I’ve got a way different NVLink bandwidth on NVIDIA’s p2pBandwidthLatencyTest and just simple pytorch Tensor.to() microbenchmark.
import torch
n_test = 50
size = 1 * 1024**3
src_stream = torch.cuda.Stream(0)
dst_stream = torch.cuda.Stream(1)
begin = [torch.cuda.Event(enable_timing=True) for _ in range(n_test)]
end = [torch.cuda.Event(enable_timing=True) for _ in range(n_test)]
print(
torch.cuda.can_device_access_peer("cuda:0", "cuda:1"),
torch.cuda.can_device_access_peer("cuda:1", "cuda:0"),
)
for idx in range(n_test):
with torch.cuda.stream(src_stream), torch.cuda.stream(dst_stream):
src_tensor = torch.zeros(size, dtype=torch.int8, device="cuda:0")

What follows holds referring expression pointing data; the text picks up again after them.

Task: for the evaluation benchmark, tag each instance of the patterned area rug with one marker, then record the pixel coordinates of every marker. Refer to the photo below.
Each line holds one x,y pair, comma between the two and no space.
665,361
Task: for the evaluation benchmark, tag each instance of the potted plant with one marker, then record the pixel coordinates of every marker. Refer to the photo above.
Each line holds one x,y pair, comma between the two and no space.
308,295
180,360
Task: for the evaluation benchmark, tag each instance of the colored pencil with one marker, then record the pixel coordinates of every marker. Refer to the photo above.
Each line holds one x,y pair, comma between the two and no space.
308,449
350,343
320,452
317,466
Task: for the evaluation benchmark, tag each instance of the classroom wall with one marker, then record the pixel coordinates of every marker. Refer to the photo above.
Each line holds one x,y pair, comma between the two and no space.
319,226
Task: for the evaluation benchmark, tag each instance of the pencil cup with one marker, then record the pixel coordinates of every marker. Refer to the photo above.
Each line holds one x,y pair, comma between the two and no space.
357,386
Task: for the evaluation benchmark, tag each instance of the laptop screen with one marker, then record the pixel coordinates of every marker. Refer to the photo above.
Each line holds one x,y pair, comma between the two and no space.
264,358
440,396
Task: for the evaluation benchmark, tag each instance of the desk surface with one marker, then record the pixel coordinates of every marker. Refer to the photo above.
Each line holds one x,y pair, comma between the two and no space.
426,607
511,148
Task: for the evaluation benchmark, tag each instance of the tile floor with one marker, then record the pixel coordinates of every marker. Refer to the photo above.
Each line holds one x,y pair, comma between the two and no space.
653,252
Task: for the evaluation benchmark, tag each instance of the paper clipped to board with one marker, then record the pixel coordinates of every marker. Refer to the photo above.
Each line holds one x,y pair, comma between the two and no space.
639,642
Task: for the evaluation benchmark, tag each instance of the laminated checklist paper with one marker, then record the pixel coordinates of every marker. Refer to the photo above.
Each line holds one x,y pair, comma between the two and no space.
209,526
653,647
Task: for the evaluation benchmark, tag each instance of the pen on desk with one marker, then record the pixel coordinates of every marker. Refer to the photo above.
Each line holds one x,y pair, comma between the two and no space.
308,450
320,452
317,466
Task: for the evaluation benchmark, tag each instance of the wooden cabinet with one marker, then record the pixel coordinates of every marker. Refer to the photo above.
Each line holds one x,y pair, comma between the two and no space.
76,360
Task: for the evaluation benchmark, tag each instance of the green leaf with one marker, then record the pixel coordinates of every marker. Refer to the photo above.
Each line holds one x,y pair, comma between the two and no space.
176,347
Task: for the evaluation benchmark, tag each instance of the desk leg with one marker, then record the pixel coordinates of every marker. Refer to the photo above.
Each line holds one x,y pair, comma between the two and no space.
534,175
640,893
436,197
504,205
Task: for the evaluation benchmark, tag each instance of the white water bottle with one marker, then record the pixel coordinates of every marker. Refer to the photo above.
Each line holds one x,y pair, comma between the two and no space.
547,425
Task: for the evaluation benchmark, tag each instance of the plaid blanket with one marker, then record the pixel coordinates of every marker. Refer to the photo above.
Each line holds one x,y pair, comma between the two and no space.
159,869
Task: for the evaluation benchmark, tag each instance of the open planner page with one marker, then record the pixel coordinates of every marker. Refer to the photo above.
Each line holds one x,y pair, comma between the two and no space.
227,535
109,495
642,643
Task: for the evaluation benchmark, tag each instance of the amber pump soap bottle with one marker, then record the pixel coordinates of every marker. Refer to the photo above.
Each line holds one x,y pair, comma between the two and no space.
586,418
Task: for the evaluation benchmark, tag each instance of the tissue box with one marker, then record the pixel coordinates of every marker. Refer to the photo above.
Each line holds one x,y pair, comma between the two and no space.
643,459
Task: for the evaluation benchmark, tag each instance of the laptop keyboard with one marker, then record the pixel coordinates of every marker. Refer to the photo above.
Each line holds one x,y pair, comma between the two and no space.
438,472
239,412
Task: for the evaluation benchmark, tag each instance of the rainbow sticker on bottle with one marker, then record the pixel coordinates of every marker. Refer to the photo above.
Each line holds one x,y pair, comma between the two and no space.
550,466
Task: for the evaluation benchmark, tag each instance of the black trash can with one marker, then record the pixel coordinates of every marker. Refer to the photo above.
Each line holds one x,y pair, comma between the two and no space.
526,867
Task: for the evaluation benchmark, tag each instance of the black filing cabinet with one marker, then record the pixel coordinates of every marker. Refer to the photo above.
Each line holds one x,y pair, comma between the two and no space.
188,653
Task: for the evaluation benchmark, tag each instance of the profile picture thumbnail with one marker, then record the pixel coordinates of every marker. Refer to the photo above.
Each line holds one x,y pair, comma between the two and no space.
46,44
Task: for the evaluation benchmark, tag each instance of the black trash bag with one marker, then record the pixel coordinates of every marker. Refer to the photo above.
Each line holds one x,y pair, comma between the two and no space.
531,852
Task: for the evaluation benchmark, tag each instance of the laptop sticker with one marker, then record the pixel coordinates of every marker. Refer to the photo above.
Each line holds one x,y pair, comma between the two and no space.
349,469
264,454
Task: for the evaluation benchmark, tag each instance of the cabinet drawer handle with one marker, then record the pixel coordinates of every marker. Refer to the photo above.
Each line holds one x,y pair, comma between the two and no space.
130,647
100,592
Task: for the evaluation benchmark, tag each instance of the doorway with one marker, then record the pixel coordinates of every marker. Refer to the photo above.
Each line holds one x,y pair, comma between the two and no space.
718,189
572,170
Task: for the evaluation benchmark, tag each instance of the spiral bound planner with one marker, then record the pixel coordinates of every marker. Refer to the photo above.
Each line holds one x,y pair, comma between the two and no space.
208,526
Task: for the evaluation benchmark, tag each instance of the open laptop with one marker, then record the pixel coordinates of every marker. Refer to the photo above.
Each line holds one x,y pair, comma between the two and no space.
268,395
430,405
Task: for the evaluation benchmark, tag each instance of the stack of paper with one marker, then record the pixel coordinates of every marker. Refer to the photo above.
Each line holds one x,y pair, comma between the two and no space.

begin[idx].record(src_stream)
dst_tensor = src_tensor.to("cuda:1", non_blocking=True)
end[idx].record(src_stream)
src_stream.synchronize()
dst_stream.synchronize()
for idx in range(n_test):
print(
idx,
(size / 1 * 1024**3) / (begin[idx].elapsed_time(end[idx]) / 1000),
"GiB/s",
)
With Nvidia’s p2pBandwidthLatencyTest ~260 GiB/s
With PyTorch: ~180 GiB/s
And, also when I profile them with nsight system. It shows that there is a difference in utilization of NVLink Bandwidth like the below screenshots.
With PyTorch
With Nvidia’s p2pBandwidthLatencyTest
I’ve tested transferring various sizes of tensors, it doesn’t seem to change.

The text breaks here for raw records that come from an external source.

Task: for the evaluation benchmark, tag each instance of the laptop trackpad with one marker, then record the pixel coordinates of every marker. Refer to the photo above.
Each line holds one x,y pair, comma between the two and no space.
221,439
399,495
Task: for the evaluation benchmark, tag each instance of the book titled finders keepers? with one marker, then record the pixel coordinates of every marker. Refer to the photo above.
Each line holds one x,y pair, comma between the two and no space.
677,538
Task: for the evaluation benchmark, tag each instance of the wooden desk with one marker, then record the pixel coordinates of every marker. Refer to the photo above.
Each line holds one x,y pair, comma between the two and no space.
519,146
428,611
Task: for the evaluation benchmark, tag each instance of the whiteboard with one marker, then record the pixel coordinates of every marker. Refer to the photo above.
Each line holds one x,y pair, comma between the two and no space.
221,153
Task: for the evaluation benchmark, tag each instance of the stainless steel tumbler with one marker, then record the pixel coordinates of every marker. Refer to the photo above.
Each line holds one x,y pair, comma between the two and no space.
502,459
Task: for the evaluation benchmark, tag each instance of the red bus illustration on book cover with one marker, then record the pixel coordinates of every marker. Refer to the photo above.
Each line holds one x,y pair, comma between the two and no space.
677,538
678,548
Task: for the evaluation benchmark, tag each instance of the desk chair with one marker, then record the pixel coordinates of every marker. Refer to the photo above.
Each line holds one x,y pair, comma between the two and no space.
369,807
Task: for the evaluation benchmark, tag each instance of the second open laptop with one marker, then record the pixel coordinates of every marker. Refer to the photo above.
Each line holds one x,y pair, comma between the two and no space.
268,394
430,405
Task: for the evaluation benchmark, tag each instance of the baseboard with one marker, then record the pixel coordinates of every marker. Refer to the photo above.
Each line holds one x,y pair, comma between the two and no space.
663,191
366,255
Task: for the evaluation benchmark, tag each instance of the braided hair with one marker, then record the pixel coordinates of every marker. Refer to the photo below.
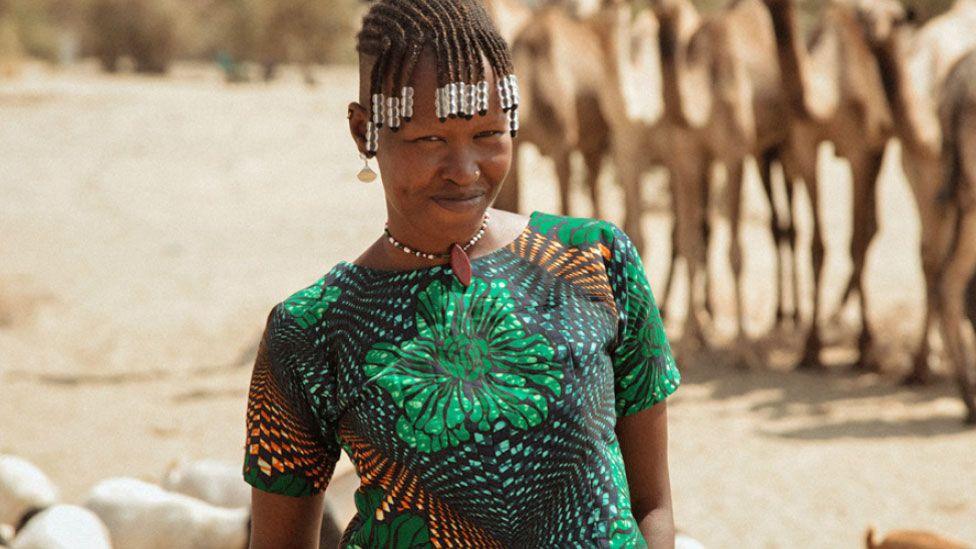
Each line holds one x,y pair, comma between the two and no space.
459,32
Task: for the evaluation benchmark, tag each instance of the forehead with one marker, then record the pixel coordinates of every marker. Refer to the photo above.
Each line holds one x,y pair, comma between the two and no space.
423,78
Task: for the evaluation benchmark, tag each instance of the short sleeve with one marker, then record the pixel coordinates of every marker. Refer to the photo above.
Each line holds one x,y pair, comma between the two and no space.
644,369
288,449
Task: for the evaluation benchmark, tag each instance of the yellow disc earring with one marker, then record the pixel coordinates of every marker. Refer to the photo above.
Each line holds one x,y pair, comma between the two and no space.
366,174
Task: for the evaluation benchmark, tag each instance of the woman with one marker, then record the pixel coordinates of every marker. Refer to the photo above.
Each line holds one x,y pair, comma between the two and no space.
499,380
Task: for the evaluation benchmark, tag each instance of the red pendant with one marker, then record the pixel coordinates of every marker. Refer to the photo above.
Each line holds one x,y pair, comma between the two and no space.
460,264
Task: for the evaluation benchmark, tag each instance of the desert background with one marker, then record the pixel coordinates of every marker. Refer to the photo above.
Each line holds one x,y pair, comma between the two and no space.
148,223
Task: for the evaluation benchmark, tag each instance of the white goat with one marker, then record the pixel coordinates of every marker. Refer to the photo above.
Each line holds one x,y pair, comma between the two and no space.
63,527
23,488
215,482
140,515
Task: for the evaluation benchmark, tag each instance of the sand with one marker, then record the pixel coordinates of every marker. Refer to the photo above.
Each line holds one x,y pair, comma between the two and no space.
148,225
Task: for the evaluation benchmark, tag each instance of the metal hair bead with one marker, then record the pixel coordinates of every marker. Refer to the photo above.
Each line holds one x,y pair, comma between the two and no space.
440,107
513,121
407,100
463,104
377,109
513,83
482,98
452,99
470,99
393,112
502,94
371,138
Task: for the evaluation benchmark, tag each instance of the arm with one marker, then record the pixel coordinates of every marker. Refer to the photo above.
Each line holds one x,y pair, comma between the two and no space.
285,522
643,438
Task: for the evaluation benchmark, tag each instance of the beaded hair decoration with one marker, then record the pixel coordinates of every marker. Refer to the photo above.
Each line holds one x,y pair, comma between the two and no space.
460,33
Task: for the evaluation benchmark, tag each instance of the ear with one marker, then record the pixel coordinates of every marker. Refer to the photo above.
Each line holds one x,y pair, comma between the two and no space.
358,117
911,15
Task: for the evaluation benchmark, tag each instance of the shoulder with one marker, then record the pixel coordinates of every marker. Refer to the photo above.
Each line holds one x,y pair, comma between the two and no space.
304,309
581,232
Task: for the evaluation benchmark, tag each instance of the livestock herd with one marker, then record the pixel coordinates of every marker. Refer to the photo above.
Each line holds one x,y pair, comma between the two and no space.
666,86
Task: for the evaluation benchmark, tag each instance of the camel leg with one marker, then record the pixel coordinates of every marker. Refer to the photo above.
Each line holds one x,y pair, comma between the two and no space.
564,176
593,159
864,172
959,270
626,161
811,349
706,236
790,238
744,357
921,372
671,264
508,196
775,228
692,244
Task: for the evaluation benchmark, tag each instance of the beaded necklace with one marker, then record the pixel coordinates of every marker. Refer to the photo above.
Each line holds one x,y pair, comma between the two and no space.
460,262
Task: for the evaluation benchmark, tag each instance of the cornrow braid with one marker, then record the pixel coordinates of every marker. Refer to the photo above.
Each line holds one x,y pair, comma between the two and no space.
460,33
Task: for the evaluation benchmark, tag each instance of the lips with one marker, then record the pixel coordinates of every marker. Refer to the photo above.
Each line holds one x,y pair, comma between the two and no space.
460,202
458,197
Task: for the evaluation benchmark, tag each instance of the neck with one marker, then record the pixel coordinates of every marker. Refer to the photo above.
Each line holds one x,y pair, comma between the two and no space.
425,237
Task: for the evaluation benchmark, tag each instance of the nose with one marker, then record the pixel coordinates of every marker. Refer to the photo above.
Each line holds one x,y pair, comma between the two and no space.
461,167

I’ve tested this with CUDA-12.1, 12.4, PyTorch 2.1.0, 2.4.0, and even with libtorch.
My test setup is like Ubuntu 22.04, A100-PCIE-40GB * 2ea with NVLink
Does anyone know how to increase this NVLink Bandwidth? and why NVLink Bandwidths are slowed down with Torch?
It seems the bandwidth issue isn’t related to Torch after all.
However, I’m still unsure about the root cause of the bandwidth problem I’m experiencing on my machine, with and without Torch.
Would you give me some advice on how to identify the cause of this gap?